Estefânia defende assim que "o caos ou os ambientes turbulentos são identificados através da existência de mudanças inesperadas, incertezas, falta de controlo, decisões complexas, confusão, desintegração, divergências internas", mas acredita também que, tal como acontece por questões de sobrevivência com os sistemas mais complexos da Natureza, também "uma situação aparentemente complicada se organiza e equilibra" para retomar um fluxo estável.
"Vejo este projeto como uma vitória não só para mim como para todo o grupo [de participantes], porque, dentro dos nossos caos, organizámo-nos para participar nestas oficinas e em cada uma delas nos transformámos", conclui.

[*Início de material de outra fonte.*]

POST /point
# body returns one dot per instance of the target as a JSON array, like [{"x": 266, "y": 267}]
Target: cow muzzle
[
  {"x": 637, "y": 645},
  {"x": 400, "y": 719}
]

O Departamento de Saúde Mental do CHEDV foi criado em 2009 e está disponível para os cerca de 300.000 utentes da região do Entre Douro e Vouga que, até essa data, estavam dependentes de atendimento em Aveiro.
Desde 2010, esse serviço coordena a atividade de um Hospital de Dia de Psiquiatria em São João da Madeira, onde, só em 2016, acolheu cerca de 400 doentes em várias modalidades de ocupação. Consultas externas, por sua vez, nesse ano foram mais de 3.000.
O objetivo do CHEDV é agora que a oficina "Normativos? Talvez? não!" passe a ter caráter semanal e a envolver "dezenas de utentes, consoante o interesse e à-vontade dos doentes para participar numa experiência que é simultaneamente terapêutica, artística e social".